The verification is offline - Flux checks the signature against the public key it holds, no call back to a registry or a transparency log. You can watch it work:

1
2
3
flux get sources oci -n flux-system
# NAME               READY   MESSAGE
# oci-talos-app-foo  True    verified signature of revision edge@sha256:1a2b3c…

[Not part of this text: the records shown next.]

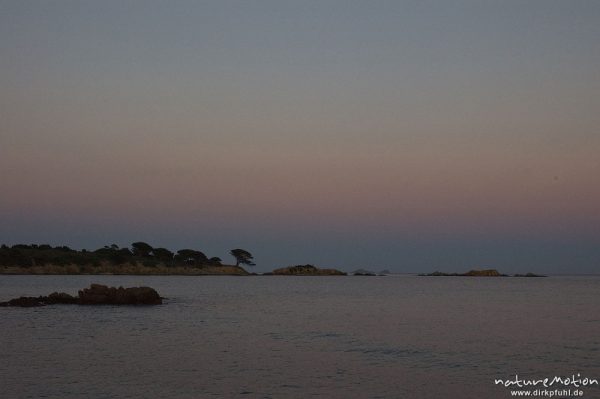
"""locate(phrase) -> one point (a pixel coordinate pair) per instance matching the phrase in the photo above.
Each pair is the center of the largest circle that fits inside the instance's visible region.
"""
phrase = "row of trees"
(37, 255)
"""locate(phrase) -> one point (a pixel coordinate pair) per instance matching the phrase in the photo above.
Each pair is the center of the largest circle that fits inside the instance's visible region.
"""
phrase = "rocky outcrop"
(305, 270)
(97, 294)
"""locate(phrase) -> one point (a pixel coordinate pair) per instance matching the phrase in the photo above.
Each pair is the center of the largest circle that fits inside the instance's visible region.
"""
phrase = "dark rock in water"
(95, 295)
(99, 294)
(60, 297)
(24, 302)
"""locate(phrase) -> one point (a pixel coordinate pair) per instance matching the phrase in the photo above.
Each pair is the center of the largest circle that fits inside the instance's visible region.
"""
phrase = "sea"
(397, 336)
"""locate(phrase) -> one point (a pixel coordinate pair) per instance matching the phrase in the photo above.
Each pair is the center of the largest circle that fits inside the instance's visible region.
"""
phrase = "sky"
(404, 135)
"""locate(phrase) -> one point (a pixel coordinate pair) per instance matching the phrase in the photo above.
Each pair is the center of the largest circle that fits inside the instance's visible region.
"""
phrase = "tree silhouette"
(242, 257)
(141, 249)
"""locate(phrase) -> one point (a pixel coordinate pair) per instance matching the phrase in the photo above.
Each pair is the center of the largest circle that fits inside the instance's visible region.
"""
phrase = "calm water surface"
(300, 337)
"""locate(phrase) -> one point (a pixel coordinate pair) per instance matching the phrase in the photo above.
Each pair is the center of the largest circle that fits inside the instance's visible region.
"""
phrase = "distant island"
(304, 270)
(480, 273)
(140, 259)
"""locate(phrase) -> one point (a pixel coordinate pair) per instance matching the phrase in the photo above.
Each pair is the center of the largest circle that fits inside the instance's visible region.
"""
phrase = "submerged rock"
(97, 294)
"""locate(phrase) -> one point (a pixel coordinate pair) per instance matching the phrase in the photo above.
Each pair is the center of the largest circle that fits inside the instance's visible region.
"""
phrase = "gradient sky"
(412, 136)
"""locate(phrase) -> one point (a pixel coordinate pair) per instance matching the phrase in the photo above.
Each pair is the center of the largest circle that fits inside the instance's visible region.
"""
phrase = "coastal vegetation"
(141, 258)
(305, 270)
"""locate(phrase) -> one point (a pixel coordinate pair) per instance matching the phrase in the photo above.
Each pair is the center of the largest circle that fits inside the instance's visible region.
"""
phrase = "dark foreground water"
(300, 337)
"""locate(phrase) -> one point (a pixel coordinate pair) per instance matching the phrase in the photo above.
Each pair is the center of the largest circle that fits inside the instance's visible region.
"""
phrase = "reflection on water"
(298, 337)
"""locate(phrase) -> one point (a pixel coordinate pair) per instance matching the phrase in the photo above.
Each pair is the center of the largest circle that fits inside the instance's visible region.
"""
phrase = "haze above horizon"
(410, 136)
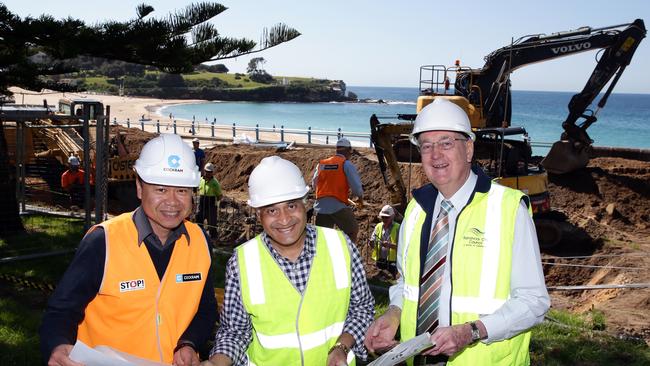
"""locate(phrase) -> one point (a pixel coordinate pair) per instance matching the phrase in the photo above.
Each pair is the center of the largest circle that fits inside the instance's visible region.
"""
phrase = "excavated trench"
(607, 225)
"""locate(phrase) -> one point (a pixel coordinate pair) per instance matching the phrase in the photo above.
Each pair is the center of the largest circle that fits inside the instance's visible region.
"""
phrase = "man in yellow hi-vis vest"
(468, 256)
(296, 294)
(384, 240)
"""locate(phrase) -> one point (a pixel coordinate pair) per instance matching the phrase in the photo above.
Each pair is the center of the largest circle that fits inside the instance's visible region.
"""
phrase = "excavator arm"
(619, 43)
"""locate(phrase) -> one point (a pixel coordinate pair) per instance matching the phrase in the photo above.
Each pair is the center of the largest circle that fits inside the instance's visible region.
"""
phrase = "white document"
(107, 356)
(405, 350)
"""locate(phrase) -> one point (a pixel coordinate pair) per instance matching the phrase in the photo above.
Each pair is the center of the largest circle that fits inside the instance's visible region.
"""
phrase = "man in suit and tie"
(468, 257)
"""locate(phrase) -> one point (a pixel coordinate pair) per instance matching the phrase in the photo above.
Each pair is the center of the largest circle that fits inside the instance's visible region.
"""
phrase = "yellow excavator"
(501, 149)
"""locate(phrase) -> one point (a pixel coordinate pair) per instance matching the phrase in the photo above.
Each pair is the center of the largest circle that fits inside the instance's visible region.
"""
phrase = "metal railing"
(193, 128)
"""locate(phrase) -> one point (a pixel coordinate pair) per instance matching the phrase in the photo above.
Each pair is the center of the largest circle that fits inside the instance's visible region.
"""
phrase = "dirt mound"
(606, 208)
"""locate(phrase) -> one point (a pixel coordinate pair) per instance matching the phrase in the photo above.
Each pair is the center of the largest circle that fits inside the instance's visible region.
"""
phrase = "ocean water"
(624, 122)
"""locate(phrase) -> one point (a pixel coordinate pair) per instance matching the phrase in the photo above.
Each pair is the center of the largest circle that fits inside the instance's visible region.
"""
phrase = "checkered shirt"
(236, 330)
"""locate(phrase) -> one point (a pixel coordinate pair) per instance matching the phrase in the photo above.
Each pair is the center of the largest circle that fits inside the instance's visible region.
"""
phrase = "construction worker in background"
(384, 240)
(297, 293)
(199, 154)
(470, 267)
(140, 282)
(209, 197)
(72, 181)
(333, 180)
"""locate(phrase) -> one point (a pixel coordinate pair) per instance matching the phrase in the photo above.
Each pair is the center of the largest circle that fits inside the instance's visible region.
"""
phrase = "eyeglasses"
(446, 143)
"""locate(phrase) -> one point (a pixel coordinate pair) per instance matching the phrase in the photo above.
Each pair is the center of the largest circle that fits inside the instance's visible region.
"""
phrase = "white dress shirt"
(529, 298)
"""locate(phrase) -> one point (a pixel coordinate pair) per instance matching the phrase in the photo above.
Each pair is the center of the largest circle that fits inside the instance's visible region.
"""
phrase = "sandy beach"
(134, 108)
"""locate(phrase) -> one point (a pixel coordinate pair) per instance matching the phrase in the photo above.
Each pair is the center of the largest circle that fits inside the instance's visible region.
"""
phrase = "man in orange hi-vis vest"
(140, 282)
(334, 178)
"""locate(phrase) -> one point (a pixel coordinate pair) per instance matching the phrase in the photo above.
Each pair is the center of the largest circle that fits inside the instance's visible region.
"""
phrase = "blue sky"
(382, 43)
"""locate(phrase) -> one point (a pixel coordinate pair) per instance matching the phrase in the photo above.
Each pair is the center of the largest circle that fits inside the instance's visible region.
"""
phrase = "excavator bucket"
(566, 157)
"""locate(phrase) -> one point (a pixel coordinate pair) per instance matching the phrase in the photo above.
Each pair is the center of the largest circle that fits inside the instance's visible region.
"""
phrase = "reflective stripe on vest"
(332, 181)
(136, 312)
(289, 327)
(481, 267)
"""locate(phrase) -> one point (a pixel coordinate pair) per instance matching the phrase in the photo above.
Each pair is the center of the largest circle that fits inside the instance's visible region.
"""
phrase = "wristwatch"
(340, 345)
(476, 334)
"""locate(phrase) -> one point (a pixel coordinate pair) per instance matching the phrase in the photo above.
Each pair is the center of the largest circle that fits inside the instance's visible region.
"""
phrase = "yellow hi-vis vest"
(290, 328)
(377, 236)
(136, 312)
(481, 264)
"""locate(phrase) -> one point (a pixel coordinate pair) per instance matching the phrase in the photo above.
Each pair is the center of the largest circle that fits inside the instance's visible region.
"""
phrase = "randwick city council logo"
(474, 237)
(174, 161)
(188, 277)
(132, 285)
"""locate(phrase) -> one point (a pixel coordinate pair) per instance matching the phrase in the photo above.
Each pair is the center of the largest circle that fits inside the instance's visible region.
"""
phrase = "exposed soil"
(606, 209)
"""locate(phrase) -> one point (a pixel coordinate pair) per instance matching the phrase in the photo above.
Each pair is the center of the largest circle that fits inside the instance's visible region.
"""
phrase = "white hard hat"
(275, 180)
(343, 142)
(387, 211)
(441, 115)
(168, 161)
(73, 160)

READY=True with a verified signature of revision message is the whole point made visible. To prove the gate is real, push an artifact signed with the wrong key, or none at all: the OCIRepository flips to NotReady with a verification error, and the Kustomization holds at the last good revision rather than rolling forward. It will not tear down what is already running - it simply refuses to advance to anything it cannot verify.

Where this leaves things

The result is a chain I can reason about. An artifact is identified by its bytes, carries the commit that produced it, is signed by a key I control, and is refused by the cluster unless that signature holds. Plain GitOps gave me “a commit exists”; this gives me “these exact, signed bytes are what is running, and here is the commit they came from.” For a self-hosted setup that is most of supply-chain security that I can realistically own, and the moving parts are a kustomize build, a flux push, and a cosign sign.

A note on cosign 3 and OCI 1.1

I sign with cosign 3, which stores the signature as an OCI 1.1 referrer artifact rather than the older sha256-<digest>.sig tag. On a current Flux and a current Gitea this is handled transparently - the signing command is unchanged and verification just works. I only flag it because the on-registry layout looks different from older write-ups, and a much older source-controller or registry would still expect the tag-based form. If you want to see where the signature landed, cosign tree <digest> shows it.